Sympiler's block-tiling strategy (also known as 2D Variable-Sized Blocking) converts a sparse code to a set of non-uniform dense sub- kernels. In contrast to the conventional approach of blocking/tiling dense codes, where the input and computations are blocked into smaller uniform sub-kernels, the unstructured computations and inputs in sparse kernels make blocking optimizations challenging. This enables vectorization through calling BLAS kernels. Block-tiling has a transformation and an inspector.

transformation

The block-tiling transformation is shown in the code below. The inner loop in line 3 transforms into two nested loops (lines 3–7) that iterate over the block specified by the outermost loop. The tile-blocking code transformation is domain-specific and the general H-Level transformation can not be used.
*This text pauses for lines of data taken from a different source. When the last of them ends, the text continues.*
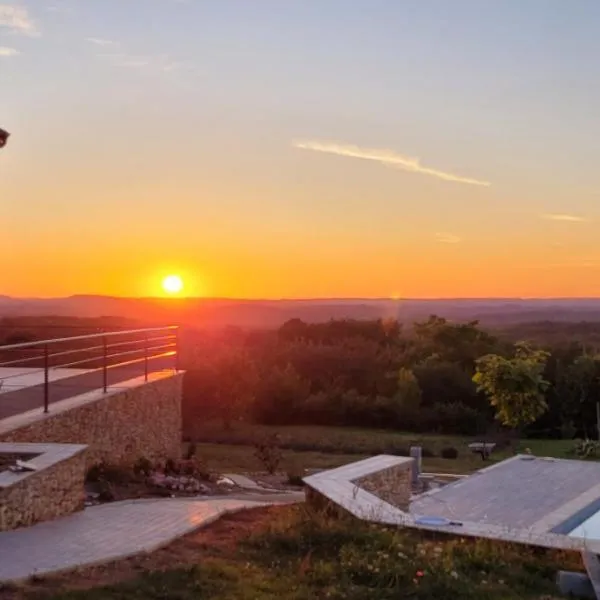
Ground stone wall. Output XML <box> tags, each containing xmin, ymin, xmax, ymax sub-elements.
<box><xmin>354</xmin><ymin>463</ymin><xmax>412</xmax><ymax>511</ymax></box>
<box><xmin>0</xmin><ymin>450</ymin><xmax>86</xmax><ymax>531</ymax></box>
<box><xmin>0</xmin><ymin>373</ymin><xmax>183</xmax><ymax>467</ymax></box>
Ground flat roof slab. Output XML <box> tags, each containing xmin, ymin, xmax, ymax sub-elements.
<box><xmin>410</xmin><ymin>456</ymin><xmax>600</xmax><ymax>530</ymax></box>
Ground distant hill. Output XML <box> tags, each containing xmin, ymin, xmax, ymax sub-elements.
<box><xmin>0</xmin><ymin>296</ymin><xmax>600</xmax><ymax>328</ymax></box>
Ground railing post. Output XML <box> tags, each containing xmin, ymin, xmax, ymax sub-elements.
<box><xmin>144</xmin><ymin>333</ymin><xmax>148</xmax><ymax>381</ymax></box>
<box><xmin>175</xmin><ymin>327</ymin><xmax>179</xmax><ymax>373</ymax></box>
<box><xmin>102</xmin><ymin>336</ymin><xmax>108</xmax><ymax>394</ymax></box>
<box><xmin>44</xmin><ymin>344</ymin><xmax>50</xmax><ymax>413</ymax></box>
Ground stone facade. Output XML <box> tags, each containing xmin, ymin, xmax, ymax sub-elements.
<box><xmin>354</xmin><ymin>463</ymin><xmax>412</xmax><ymax>511</ymax></box>
<box><xmin>0</xmin><ymin>447</ymin><xmax>86</xmax><ymax>531</ymax></box>
<box><xmin>0</xmin><ymin>373</ymin><xmax>183</xmax><ymax>468</ymax></box>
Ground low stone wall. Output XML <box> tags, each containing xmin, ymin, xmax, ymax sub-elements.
<box><xmin>0</xmin><ymin>373</ymin><xmax>183</xmax><ymax>466</ymax></box>
<box><xmin>354</xmin><ymin>464</ymin><xmax>412</xmax><ymax>511</ymax></box>
<box><xmin>0</xmin><ymin>444</ymin><xmax>86</xmax><ymax>531</ymax></box>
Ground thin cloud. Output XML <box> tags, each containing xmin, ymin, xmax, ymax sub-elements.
<box><xmin>541</xmin><ymin>213</ymin><xmax>587</xmax><ymax>223</ymax></box>
<box><xmin>85</xmin><ymin>38</ymin><xmax>119</xmax><ymax>48</ymax></box>
<box><xmin>0</xmin><ymin>4</ymin><xmax>39</xmax><ymax>36</ymax></box>
<box><xmin>435</xmin><ymin>233</ymin><xmax>462</xmax><ymax>244</ymax></box>
<box><xmin>0</xmin><ymin>46</ymin><xmax>20</xmax><ymax>58</ymax></box>
<box><xmin>98</xmin><ymin>53</ymin><xmax>186</xmax><ymax>72</ymax></box>
<box><xmin>293</xmin><ymin>140</ymin><xmax>491</xmax><ymax>187</ymax></box>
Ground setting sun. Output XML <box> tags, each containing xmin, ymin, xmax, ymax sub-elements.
<box><xmin>163</xmin><ymin>275</ymin><xmax>183</xmax><ymax>294</ymax></box>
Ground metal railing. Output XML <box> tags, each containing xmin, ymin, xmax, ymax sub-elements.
<box><xmin>0</xmin><ymin>325</ymin><xmax>179</xmax><ymax>413</ymax></box>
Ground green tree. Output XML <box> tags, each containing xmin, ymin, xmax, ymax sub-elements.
<box><xmin>396</xmin><ymin>368</ymin><xmax>421</xmax><ymax>410</ymax></box>
<box><xmin>473</xmin><ymin>342</ymin><xmax>550</xmax><ymax>429</ymax></box>
<box><xmin>558</xmin><ymin>354</ymin><xmax>600</xmax><ymax>437</ymax></box>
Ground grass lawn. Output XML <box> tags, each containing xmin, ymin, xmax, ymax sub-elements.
<box><xmin>186</xmin><ymin>421</ymin><xmax>573</xmax><ymax>473</ymax></box>
<box><xmin>8</xmin><ymin>505</ymin><xmax>581</xmax><ymax>600</ymax></box>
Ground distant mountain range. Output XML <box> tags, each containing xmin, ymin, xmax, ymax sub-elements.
<box><xmin>0</xmin><ymin>296</ymin><xmax>600</xmax><ymax>328</ymax></box>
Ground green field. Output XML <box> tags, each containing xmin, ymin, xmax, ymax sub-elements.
<box><xmin>192</xmin><ymin>421</ymin><xmax>574</xmax><ymax>473</ymax></box>
<box><xmin>23</xmin><ymin>506</ymin><xmax>581</xmax><ymax>600</ymax></box>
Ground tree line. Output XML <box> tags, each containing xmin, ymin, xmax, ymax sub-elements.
<box><xmin>182</xmin><ymin>316</ymin><xmax>600</xmax><ymax>438</ymax></box>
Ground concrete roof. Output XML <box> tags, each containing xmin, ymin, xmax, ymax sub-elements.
<box><xmin>410</xmin><ymin>455</ymin><xmax>600</xmax><ymax>533</ymax></box>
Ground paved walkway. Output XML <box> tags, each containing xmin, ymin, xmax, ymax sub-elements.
<box><xmin>0</xmin><ymin>493</ymin><xmax>304</xmax><ymax>581</ymax></box>
<box><xmin>0</xmin><ymin>357</ymin><xmax>173</xmax><ymax>419</ymax></box>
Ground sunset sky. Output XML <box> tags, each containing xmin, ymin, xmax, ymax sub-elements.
<box><xmin>0</xmin><ymin>0</ymin><xmax>600</xmax><ymax>298</ymax></box>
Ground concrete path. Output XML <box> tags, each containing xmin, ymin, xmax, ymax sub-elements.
<box><xmin>0</xmin><ymin>357</ymin><xmax>174</xmax><ymax>419</ymax></box>
<box><xmin>0</xmin><ymin>492</ymin><xmax>304</xmax><ymax>582</ymax></box>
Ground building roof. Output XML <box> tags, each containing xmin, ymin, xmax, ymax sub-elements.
<box><xmin>410</xmin><ymin>455</ymin><xmax>600</xmax><ymax>533</ymax></box>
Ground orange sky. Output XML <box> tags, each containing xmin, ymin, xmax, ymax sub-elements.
<box><xmin>0</xmin><ymin>0</ymin><xmax>600</xmax><ymax>298</ymax></box>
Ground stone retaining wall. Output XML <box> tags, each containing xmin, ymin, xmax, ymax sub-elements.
<box><xmin>354</xmin><ymin>464</ymin><xmax>412</xmax><ymax>511</ymax></box>
<box><xmin>0</xmin><ymin>446</ymin><xmax>86</xmax><ymax>531</ymax></box>
<box><xmin>0</xmin><ymin>373</ymin><xmax>183</xmax><ymax>468</ymax></box>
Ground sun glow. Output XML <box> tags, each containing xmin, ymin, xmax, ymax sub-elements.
<box><xmin>162</xmin><ymin>275</ymin><xmax>183</xmax><ymax>296</ymax></box>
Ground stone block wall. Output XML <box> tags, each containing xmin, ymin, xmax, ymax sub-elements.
<box><xmin>0</xmin><ymin>451</ymin><xmax>86</xmax><ymax>531</ymax></box>
<box><xmin>354</xmin><ymin>463</ymin><xmax>412</xmax><ymax>511</ymax></box>
<box><xmin>0</xmin><ymin>373</ymin><xmax>183</xmax><ymax>467</ymax></box>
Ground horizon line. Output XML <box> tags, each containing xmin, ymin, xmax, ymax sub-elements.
<box><xmin>0</xmin><ymin>293</ymin><xmax>600</xmax><ymax>302</ymax></box>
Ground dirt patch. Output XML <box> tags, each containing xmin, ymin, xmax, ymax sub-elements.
<box><xmin>0</xmin><ymin>506</ymin><xmax>290</xmax><ymax>600</ymax></box>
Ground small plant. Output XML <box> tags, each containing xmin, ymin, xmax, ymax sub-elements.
<box><xmin>85</xmin><ymin>461</ymin><xmax>134</xmax><ymax>485</ymax></box>
<box><xmin>421</xmin><ymin>446</ymin><xmax>436</xmax><ymax>458</ymax></box>
<box><xmin>574</xmin><ymin>439</ymin><xmax>600</xmax><ymax>458</ymax></box>
<box><xmin>286</xmin><ymin>462</ymin><xmax>305</xmax><ymax>487</ymax></box>
<box><xmin>254</xmin><ymin>434</ymin><xmax>283</xmax><ymax>475</ymax></box>
<box><xmin>133</xmin><ymin>456</ymin><xmax>152</xmax><ymax>477</ymax></box>
<box><xmin>98</xmin><ymin>479</ymin><xmax>116</xmax><ymax>502</ymax></box>
<box><xmin>560</xmin><ymin>421</ymin><xmax>577</xmax><ymax>440</ymax></box>
<box><xmin>440</xmin><ymin>446</ymin><xmax>458</xmax><ymax>460</ymax></box>
<box><xmin>165</xmin><ymin>458</ymin><xmax>179</xmax><ymax>475</ymax></box>
<box><xmin>184</xmin><ymin>442</ymin><xmax>198</xmax><ymax>460</ymax></box>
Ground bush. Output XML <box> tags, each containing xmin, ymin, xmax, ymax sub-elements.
<box><xmin>133</xmin><ymin>456</ymin><xmax>153</xmax><ymax>477</ymax></box>
<box><xmin>184</xmin><ymin>442</ymin><xmax>198</xmax><ymax>460</ymax></box>
<box><xmin>254</xmin><ymin>434</ymin><xmax>282</xmax><ymax>475</ymax></box>
<box><xmin>440</xmin><ymin>446</ymin><xmax>458</xmax><ymax>459</ymax></box>
<box><xmin>85</xmin><ymin>461</ymin><xmax>135</xmax><ymax>485</ymax></box>
<box><xmin>286</xmin><ymin>462</ymin><xmax>305</xmax><ymax>487</ymax></box>
<box><xmin>573</xmin><ymin>439</ymin><xmax>600</xmax><ymax>458</ymax></box>
<box><xmin>421</xmin><ymin>446</ymin><xmax>437</xmax><ymax>458</ymax></box>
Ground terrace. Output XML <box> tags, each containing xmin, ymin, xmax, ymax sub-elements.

/// The input AST to the block-tiling transformation
block-tile: for(I) {
 for(J) {
  B[idx1(I,J)] += a[idx2(I,J)];
 }
}

/// The block-tiled code after transformation
for(b < blockSetSize) {
 for(J1 < blockSet[b].x) {
  for(J2 < blockSet [b].y) {
   B[idx1(b,J1,J2)] += A[idx2(b, J1, J2)];
  }
 }
}

inspector

The symbolic inspector identifies sub-kernels with similar structures in the sparse matrix methods and the sparse inputs to provide the VS-Block stage with blockable sets that are not necessarily of the same size or consecutively located. These blocks are similar to the concept of supernodes (consecutive columns with the same pattern) in sparse libraries. Examples for the tile-blocking transformation are provided in the Sympiler paper.